Emma laughed, "Sorry."
"You better be."
"It's a top complaint, trust me," she murmured, "Jack says I'm impossible to watch movies with. Then again, so is he. When The Dark Knight premiered, we wouldn't shut up in the second row. We got booed at."
"Serves you right."
"Mm." Emma sighed and rested her head in Luke's lap.
"I keep running into Jack, you know," Luke told her, glancing down. "The grocery store, Blockbuster, Central Park. I'm thinking about getting a restraining order."
She snorted, "That's so weird. He didn't mention that to me."
"Yeah well, I don't think he likes me very much. He's very uptight and awkward when we see each other. I thought he was so much cooler at the wedding."
"Jack's just…moody," Emma waved her hand. "He's really a great guy."
Luke shrugged.
She rested her head back down and closed one eye, tracing shapes in the air with her fingers. Then she propped herself up on her elbows. "Hey, do you want to hang out with my friends one of these days?"
"Sure," Luke murmured, fingering a strand of her auburn hair. "What do you want to do?"
"I don't know. Go see a movie, maybe. Dessert and coffee after." Emma sat up and crossed her legs, "I think you'd fit well in our group of misfits. I mean, Heather and Jack are pretty 'lax, you just need to know them better." She paused, "I'd probably have to invite Jane, too. Extend the ol' olive branch."
Luke smirked, "Another one of your girlfriends?"

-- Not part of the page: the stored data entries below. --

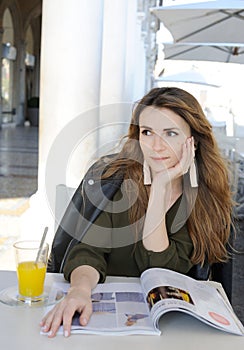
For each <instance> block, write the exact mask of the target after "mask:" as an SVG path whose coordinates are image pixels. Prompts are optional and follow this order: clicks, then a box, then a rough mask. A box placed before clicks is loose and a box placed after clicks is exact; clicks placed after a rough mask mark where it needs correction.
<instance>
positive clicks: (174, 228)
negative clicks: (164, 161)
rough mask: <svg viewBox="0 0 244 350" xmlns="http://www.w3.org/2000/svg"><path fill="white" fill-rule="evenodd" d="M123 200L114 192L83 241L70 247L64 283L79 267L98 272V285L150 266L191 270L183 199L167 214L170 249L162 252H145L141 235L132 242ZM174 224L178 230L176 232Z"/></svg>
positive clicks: (190, 248) (132, 228) (143, 268)
mask: <svg viewBox="0 0 244 350" xmlns="http://www.w3.org/2000/svg"><path fill="white" fill-rule="evenodd" d="M125 197H126V196H124V197H122V193H121V191H120V190H119V191H117V192H116V194H115V195H114V198H113V200H112V201H110V202H109V203H108V205H107V207H106V208H105V210H104V211H102V213H101V214H100V215H99V216H98V218H97V219H96V220H95V222H94V223H93V224H92V225H91V226H90V228H89V229H88V231H87V233H86V235H85V236H84V237H83V239H82V242H81V243H78V244H77V245H75V246H74V247H73V248H72V250H71V251H70V253H69V255H68V257H67V259H66V262H65V265H64V276H65V278H66V279H67V280H69V279H70V274H71V272H72V271H73V270H74V269H75V268H76V267H78V266H81V265H89V266H92V267H94V268H95V269H96V270H97V271H98V272H99V273H100V282H103V281H104V280H105V278H106V276H107V275H110V276H128V277H139V276H140V275H141V273H142V272H143V271H144V270H146V269H148V268H151V267H161V268H168V269H171V270H175V271H178V272H181V273H187V272H188V271H189V270H190V269H191V267H192V266H193V265H192V262H191V259H190V257H191V255H192V251H193V244H192V241H191V238H190V236H189V234H188V231H187V227H186V224H185V223H184V222H185V220H184V219H183V218H184V217H185V200H184V197H182V196H181V197H180V198H179V199H178V200H177V201H176V202H175V203H174V205H173V206H172V207H171V208H170V209H169V211H168V212H167V214H166V226H167V232H168V237H169V247H168V248H167V249H165V250H164V251H162V252H154V251H150V250H147V249H146V248H145V247H144V245H143V242H142V240H141V239H140V237H141V234H142V233H141V232H140V235H139V238H138V239H137V241H136V243H135V235H134V231H135V230H133V227H132V226H131V225H130V223H129V218H128V209H126V208H128V206H127V204H128V203H126V199H125ZM121 198H123V199H124V200H122V199H121ZM121 208H122V209H121ZM175 218H178V220H176V221H177V222H178V224H177V223H176V224H175ZM182 222H183V223H182ZM177 225H179V226H178V229H175V227H177Z"/></svg>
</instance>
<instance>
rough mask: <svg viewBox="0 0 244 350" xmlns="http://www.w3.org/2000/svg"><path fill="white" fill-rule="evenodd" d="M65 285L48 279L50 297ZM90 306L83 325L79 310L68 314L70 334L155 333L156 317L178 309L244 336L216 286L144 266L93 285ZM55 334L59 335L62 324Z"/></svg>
mask: <svg viewBox="0 0 244 350" xmlns="http://www.w3.org/2000/svg"><path fill="white" fill-rule="evenodd" d="M128 280H130V279H129V278H128ZM68 288H69V284H68V283H65V282H63V283H62V282H61V283H54V285H53V287H52V292H51V293H50V295H54V294H55V290H57V291H58V290H60V289H62V290H63V292H64V293H66V292H67V291H68ZM92 307H93V313H92V316H91V319H90V321H89V323H88V325H87V326H85V327H82V326H81V325H80V324H79V314H78V313H77V314H75V315H74V317H73V321H72V327H71V333H86V334H101V335H108V334H110V335H111V334H114V335H120V334H121V335H122V334H150V335H160V334H161V331H160V330H159V319H160V317H161V316H162V315H163V314H165V313H166V312H169V311H181V312H185V313H187V314H190V315H192V316H194V317H196V318H197V319H199V320H201V321H203V322H205V323H206V324H208V325H210V326H212V327H216V328H218V329H220V330H222V331H226V332H230V333H233V334H238V335H243V334H244V327H243V325H242V324H241V322H240V320H239V319H238V318H237V316H236V315H235V313H234V311H233V309H232V307H231V305H230V303H229V301H228V299H227V296H226V294H225V292H224V290H223V288H222V286H221V284H219V283H216V282H215V283H211V282H205V281H197V280H195V279H193V278H190V277H188V276H185V275H182V274H180V273H177V272H174V271H171V270H167V269H161V268H152V269H149V270H146V271H145V272H143V274H142V275H141V277H140V279H138V282H135V283H134V282H128V283H127V282H119V283H117V282H112V283H104V284H98V285H97V287H96V288H95V289H94V290H93V291H92ZM58 333H61V334H63V329H62V326H61V327H60V329H59V332H58Z"/></svg>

"No," Emma sighed, "not so much. Family acquaintance is more like it; she just came back from a mission trip in India. I actually kind of hate her."

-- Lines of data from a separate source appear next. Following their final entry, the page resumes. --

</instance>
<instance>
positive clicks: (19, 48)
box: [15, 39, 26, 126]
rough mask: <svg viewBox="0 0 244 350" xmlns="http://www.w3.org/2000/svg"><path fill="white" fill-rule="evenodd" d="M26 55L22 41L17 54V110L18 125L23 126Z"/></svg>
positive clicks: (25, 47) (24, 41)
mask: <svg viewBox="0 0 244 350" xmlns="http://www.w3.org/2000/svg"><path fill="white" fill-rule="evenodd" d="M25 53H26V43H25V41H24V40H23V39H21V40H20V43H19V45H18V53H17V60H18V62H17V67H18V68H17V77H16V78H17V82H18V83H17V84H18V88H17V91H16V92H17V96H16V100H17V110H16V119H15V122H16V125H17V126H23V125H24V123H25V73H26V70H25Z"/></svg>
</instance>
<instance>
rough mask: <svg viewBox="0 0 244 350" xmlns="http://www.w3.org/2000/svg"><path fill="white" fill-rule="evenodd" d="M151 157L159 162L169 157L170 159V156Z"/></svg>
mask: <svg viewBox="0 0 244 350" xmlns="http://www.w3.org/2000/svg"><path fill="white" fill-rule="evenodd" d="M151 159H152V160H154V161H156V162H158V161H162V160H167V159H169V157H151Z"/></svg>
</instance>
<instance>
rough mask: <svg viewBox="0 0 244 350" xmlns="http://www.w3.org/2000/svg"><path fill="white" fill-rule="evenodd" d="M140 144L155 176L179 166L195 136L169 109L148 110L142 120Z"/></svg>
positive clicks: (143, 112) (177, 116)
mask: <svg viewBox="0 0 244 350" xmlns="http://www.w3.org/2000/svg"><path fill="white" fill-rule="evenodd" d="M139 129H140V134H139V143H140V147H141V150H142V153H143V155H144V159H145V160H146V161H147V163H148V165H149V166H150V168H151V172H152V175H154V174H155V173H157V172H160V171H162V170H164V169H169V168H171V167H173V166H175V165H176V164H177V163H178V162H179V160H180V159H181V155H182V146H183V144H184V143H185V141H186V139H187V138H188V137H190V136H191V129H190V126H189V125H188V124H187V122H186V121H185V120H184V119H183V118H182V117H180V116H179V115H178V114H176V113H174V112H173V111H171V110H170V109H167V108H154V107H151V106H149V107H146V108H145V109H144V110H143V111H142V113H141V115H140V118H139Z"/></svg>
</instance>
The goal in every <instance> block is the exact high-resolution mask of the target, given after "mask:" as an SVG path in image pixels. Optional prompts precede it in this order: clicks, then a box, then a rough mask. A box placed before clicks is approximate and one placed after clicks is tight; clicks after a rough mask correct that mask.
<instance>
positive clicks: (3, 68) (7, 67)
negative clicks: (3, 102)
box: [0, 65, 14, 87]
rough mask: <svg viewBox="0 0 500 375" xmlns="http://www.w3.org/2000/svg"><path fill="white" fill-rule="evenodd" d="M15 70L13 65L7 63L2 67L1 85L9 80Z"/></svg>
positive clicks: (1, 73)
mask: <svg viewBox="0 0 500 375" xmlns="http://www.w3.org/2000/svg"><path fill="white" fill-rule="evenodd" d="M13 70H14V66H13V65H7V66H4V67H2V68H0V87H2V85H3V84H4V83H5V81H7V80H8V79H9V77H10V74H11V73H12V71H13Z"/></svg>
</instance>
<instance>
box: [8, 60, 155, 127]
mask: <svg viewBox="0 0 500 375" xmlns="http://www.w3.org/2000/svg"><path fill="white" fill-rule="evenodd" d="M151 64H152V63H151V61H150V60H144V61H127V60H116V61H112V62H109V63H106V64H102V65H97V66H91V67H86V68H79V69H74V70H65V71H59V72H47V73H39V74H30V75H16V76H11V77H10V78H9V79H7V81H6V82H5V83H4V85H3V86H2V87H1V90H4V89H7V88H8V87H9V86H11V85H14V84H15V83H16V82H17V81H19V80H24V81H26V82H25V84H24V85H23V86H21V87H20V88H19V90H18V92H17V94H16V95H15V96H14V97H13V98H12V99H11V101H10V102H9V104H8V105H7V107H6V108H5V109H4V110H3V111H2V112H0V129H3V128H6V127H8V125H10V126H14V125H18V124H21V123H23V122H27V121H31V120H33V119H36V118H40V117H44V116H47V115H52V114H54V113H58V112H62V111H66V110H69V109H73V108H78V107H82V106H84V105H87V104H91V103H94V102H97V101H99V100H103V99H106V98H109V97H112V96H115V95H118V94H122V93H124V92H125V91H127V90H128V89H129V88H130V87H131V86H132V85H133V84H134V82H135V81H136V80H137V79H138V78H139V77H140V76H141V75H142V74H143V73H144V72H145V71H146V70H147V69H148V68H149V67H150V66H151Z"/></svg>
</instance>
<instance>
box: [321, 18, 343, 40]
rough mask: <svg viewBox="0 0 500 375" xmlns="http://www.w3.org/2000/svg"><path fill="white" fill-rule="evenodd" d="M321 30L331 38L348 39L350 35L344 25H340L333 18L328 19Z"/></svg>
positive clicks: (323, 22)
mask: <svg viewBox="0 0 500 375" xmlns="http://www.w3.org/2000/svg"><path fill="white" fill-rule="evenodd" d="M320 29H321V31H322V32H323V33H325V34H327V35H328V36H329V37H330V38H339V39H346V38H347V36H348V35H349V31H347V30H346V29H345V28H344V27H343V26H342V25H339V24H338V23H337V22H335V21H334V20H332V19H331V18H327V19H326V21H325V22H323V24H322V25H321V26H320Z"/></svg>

"And you want to invite her because…"
"Everybody else likes her."
"Oh, okay." Luke smiled his crooked sly smile. "Is she hot?"
Emma threw a popcorn kernel at him.
"Kidding. Let's Facebook stalk her." Luke reached over the side of the sofa and pulled out Emma's white Macbook from her bag. "You can leave her an obscene message if you want. And by you, I clearly mean me."
"Don't!" Emma lunged forward, laughing.
"What's her name?" Luke ducked, poised over the keyboard.
"No, no, no!"
"Let's search for her—"
In a speedy maneuver, Emma moved in and snapped the laptop shut. She laughed when Luke pouted, and slipped it back under the coffee table. "Troublemaker," she chastised. "I don't need any more reasons for Jane Fairfax to hate me."
Luke was quiet for a few moments. "Fairfax?"
"Yup." Emma dusted popcorn off of her jeans, "Look at this, you got popcorn all over the couch! You're going to vacuum all this, right?" she smirked.
"Of course I will," beamed Luke. "But for now, I think you should sit your beautiful self right next to me so we can pretend to watch Die Hard but not really."
By the end of the film, Mr. Lucas James Churchill confided to Emma that he would like nothing better than to meet the rest of her friends, but only if they proved to be "as interesting" as she was.